In 1992, the Universal Exhibition of Seville, the Barcelona Olympic Games and Madrid designated as the European Capital of Culture furnished Spain with an aura of normalisation and international prestige. The rebirth of a State project was lauded, with parallels drawn between the modernity represented by the arrival to the Americas in 1492 and socialist Spain, which deemed its transition concluded and became standardised with other liberal European democracies.   

The Universal Exhibition of Seville’s promotional strategy reformulated nostalgic motifs broadly exploited by Francoism, with a tendency to reminisce about the so-called Golden Age between the fifteenth and seventeenth centuries, a time when Spain was a powerful force in world geopolitics with its vast overseas empire. Consequently, these celebrations extolled the origins of colonialism, silencing conflictive aspects such as the exploitation of resources, violence and the current ramifications of such historical events. 

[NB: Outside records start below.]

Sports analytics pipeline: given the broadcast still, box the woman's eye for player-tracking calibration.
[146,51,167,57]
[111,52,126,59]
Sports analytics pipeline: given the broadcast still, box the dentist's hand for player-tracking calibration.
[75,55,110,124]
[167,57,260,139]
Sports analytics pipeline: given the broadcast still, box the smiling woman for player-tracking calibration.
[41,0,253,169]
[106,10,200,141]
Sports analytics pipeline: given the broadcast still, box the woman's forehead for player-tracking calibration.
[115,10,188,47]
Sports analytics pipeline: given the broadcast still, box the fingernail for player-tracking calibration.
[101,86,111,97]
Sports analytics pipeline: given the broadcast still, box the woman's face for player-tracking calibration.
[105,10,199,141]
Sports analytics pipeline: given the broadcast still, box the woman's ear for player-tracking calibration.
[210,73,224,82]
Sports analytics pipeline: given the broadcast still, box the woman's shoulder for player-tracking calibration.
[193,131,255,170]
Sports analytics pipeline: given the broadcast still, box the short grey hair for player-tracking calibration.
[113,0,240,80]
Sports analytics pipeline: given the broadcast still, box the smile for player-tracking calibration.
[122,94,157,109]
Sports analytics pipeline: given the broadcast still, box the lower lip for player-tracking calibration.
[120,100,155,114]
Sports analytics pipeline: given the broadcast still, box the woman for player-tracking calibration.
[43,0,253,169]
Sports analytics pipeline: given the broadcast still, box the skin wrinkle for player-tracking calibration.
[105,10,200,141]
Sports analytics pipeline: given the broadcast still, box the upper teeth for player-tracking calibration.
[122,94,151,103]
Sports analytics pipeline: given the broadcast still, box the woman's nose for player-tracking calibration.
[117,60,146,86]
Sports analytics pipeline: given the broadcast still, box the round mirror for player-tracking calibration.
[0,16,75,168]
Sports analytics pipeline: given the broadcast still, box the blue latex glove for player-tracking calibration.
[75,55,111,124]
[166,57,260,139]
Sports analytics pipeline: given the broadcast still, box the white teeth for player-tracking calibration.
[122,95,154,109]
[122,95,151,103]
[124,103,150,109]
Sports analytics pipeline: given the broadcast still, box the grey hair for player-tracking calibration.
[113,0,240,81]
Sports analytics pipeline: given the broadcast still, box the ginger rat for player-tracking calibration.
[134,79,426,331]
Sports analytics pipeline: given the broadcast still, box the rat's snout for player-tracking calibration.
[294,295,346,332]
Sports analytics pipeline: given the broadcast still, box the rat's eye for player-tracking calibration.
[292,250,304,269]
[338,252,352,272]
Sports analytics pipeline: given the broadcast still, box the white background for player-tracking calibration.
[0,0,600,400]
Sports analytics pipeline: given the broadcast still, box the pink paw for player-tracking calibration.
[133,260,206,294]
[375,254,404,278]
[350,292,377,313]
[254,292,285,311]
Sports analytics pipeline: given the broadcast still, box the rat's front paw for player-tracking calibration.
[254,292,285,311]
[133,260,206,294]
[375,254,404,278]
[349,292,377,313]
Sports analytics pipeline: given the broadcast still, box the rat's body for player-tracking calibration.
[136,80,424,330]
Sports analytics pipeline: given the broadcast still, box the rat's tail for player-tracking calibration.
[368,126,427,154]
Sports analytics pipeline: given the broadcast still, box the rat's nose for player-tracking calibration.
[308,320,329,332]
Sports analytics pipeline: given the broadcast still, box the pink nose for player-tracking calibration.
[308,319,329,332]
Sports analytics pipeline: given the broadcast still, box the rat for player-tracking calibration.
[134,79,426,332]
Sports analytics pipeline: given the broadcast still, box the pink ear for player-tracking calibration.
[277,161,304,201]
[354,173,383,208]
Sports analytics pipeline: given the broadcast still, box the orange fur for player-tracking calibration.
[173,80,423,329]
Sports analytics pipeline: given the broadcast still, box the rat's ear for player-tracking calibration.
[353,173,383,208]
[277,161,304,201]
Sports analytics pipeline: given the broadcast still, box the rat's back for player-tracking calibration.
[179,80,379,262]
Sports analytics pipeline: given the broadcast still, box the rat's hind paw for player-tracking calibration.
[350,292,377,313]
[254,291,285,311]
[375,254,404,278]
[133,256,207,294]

The promotional materials and advertising campaigns on television and in other media turned to the epic of navigation and its great feats with references to the caravels led by Christopher Columbus as an icon, the advances in cartography, the problematic notion of “discovery” and the nebulous concept of encountering cultures. These elements all appeared destined to lay down a consensus devoid of nuance: an attempt to make the official discourse orbiting around the Fifth Centenary since the start of Spanish colonisation of the Americas popular, unassailable and unequivocal.